Mijn favoriete dorpje zag er stralend uit toen ik er de wagen naast het
haventje parkeerde. De Oosterschelde blonk in de heldere morgen. Een fikse
wandeling langs de oesterputten en de dijk kwam mijn eetlust ten goede,en toen
het uur aangebroken was moesten de mosselen er aan geloven. En nadien leek het
me warm genoeg om de dorst,die het onvermijdelijk gevolg is van de heerlijk
zilte smaak van de zeevruchten,te verjagen met een fris pintje op het terras.
Zo dacht het echtpaar op jaren,dat zich aan het tafeltje naast het
mijne in het zonnetje koesterde,er blijkbaar ook over. Zij had zelfs de benen
gestrekt,zich wat laten uitzakken,het hoofd achterover op de leuning van de
stoel gelegd en het sjaaltje losgemaakt. Ze gaf haar nog fijne gezichtje het
laatste zonnebad van het jaar. De rimpeltjes waren er toch al.
-“Ook gevlucht voor de politiek,meneer ?” vroeg de man me
plotseling. Hij had zijn gleufhoed op het tafeltje gelegd,en een
decoratieve,maar overbodige regenjas over de leuning van een stoel gedrapeerd.

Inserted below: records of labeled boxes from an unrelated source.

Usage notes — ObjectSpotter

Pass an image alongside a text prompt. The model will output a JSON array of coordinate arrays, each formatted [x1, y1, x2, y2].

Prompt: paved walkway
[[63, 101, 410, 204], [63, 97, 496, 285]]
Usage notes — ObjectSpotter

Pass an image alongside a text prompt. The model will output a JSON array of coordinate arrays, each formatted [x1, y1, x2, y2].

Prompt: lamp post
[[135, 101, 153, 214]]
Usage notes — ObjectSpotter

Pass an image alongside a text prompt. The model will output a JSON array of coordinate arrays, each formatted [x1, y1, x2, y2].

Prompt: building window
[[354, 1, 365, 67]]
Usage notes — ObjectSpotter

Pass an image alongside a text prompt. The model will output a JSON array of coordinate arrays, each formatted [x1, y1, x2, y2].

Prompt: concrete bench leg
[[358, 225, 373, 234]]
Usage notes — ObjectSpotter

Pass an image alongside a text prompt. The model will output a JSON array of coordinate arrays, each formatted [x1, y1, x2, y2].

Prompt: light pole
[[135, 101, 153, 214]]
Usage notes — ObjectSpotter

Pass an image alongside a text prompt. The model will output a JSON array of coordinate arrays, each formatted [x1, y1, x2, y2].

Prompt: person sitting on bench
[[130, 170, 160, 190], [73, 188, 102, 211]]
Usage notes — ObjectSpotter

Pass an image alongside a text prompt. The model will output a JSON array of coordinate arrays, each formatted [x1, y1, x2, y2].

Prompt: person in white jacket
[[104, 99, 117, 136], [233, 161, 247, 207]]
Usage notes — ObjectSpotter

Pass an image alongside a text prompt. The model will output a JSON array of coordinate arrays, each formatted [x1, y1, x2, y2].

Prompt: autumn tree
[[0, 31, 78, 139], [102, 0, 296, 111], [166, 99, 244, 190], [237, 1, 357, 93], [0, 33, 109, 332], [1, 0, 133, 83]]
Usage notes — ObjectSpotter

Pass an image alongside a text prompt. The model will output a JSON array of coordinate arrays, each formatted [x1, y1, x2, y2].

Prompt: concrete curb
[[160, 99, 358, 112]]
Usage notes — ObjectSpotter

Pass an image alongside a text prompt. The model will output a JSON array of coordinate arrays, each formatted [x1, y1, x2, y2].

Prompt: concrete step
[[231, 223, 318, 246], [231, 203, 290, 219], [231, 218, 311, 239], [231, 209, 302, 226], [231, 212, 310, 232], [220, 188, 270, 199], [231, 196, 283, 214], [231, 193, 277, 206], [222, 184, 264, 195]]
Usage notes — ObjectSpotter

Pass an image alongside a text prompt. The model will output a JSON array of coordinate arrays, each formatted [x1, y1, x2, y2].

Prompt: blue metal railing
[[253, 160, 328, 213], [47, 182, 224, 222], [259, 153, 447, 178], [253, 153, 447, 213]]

Aan de vorm van mijn bierglas had hij me feilloos als Belg herkend,en ik stelde
nu vast dat hij het ook was. Geen bier in limlonadeglaasjes voor de dappersten
aller Galliërs.
-“Tja”,antwoordde ik,en ik wees rond mij. De man begreep me
zonder woorden.
-“Heerlijk,die lucht en die rust”,knikte hij.-“Eén
blik over het water en ik vergeet de zeven kilo papier,die ik in de laatste
weken in mijn bus gekregen heb. En allemaal kosten op het sterfhuis. Wij gaan
toch niet stemmen.”,zei hij,en zijn vinger pendelde heen en weer tussen
hem en zijn vrouw.
Ik keek hem een tikje verwonderd aan.-“En de stemplicht dan
?”,vroeg ik.-“En de boete bij verzuim ?”.
Hij lachte,en gooide iets weg wat ik niet zien,maar wel raden kon. Daar
vloog de politiek de dijk over en pardoes de Oosterschelde in.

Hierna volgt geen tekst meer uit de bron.